If you're doing what you love, if your endeavors bring you satisfaction and happiness, you're not a failure.
You know what failing is? Allowing others to define you--and your concept of success. Not making time to do the things that you love and you find meaningful. Neglecting the real live people in your life because you're so focused on this goal of "success."
Anyway. This pressure to succeed is a creativity killer. Not to mention a real downer in my newsfeed.
I'M KIDDING. TRYING TO INTERJECT A LITTLE HUMOR INTO THE FUNEREAL PROCEEDINGS, OKAY?
So. It's been about three weeks since I pulled the plug--No! I'm just postponing, taking a breather--on the last project. And true to my word, I've been focusing on my long-term game plan because, as previously mentioned, cranking out a new book every 90-120 days is not sustainable.
Or rather, not sustainable for me.
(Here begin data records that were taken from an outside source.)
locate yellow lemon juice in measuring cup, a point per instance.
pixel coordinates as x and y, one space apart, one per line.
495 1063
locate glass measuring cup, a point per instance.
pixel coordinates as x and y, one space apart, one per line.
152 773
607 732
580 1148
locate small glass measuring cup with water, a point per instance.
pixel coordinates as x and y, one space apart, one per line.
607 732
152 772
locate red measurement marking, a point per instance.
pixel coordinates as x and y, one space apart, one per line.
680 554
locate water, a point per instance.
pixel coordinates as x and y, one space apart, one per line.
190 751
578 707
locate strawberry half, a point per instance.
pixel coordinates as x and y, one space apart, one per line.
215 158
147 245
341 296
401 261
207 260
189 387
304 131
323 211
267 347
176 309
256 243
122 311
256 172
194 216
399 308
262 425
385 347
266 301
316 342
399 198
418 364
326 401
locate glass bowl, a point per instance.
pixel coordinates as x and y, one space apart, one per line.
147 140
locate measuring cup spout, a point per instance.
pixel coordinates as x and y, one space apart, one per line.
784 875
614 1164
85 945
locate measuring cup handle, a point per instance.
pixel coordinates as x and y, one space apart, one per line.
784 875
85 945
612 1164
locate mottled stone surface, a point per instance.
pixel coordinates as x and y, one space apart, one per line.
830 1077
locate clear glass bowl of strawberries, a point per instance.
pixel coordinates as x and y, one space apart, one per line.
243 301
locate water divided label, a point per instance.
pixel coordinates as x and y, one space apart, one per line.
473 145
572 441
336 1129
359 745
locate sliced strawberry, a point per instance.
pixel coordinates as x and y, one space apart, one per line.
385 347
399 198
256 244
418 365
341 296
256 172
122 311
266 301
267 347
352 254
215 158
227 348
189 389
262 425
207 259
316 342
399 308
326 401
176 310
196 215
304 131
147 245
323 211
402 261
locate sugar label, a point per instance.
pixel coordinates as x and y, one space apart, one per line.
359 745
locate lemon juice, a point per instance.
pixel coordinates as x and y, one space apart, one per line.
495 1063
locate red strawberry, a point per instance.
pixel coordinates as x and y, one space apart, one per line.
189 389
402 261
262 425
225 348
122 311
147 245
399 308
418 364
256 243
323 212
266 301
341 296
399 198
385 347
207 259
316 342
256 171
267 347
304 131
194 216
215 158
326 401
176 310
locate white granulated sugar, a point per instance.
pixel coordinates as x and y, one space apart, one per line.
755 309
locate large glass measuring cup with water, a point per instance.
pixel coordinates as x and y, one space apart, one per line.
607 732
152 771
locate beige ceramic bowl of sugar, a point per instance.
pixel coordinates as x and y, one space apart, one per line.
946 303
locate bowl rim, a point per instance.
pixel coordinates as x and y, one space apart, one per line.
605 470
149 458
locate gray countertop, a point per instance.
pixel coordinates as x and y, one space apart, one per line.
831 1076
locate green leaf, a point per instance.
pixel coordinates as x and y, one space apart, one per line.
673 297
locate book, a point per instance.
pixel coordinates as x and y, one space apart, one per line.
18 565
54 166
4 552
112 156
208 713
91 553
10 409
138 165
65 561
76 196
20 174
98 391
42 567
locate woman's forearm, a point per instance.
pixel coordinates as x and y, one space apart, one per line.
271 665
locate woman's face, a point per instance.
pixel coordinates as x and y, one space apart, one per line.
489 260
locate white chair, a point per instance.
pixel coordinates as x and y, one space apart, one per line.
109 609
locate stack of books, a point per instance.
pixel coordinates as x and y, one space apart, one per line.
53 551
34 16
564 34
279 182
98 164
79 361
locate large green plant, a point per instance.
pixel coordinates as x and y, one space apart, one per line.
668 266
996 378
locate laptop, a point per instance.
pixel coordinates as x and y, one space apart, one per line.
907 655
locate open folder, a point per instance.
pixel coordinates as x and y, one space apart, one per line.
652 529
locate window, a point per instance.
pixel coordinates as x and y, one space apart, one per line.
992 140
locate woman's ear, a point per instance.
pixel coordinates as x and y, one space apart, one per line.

Your mileage (and readership and earnings) may vary.
I'm in the midst of taking a number of online courses dealing with promotion and blah-blah-blah. No, I shouldn't say that because first of all, I LOVE learning new stuff--and these are all great courses--and I feel kind of accomplished because I'm getting stuff done. Stuff that needed to be dealt with.
What kind of stuff? Well, right now I'm focused on translations and getting more stories into print. Neither of these are big money makers, but as I've said elsewhere, maybe they'll pay for my food stamps in my old age.
Speaking of...well, nothing previously mentioned, but I need a segue... would you like to take an online course from me on writing mysteries? I mean, I'm not Robert Crais or James Patterson, but I know a thing or two about writing mysteries -- for niche and for mainstream publishers...and making a fairly decent living at it. I've got the credentials and I've got plenty of experience in teaching. So...maybe. Is there interest in such an enterprise?
Anyway, that's where I'm at. I'm taking professional development courses and toying with ideas for the future that don't involve me cranking out books like an aspiring data entry clerk trying to beat the clock.
Oh! I finally--how many years has it been--figured out how to use Mailchimp. I have just under two thousand subscribers on my regular list, and that's a nice beginning, but I've started up what I am going to curate as a VIP or premium list. This will have monthly chitter-chatter and more about what's happening in general versus the quarterly updates on what's new to buy. It will have more freebies and giveaways and books for review and that sort of thing.
That list can be joined here. (You'll notice there's a very cool and exclusive giveaway for my VIPS.)
I'm not saying that I won't be returning to social media, but... well, we'll see. If the past few months have proved anything, it's that the big attraction for most of you is very simply the books. The stories. The characters and their journey. And that is exactly the way I want it. The way it should be.
So happy reading! And...I'll be in touch.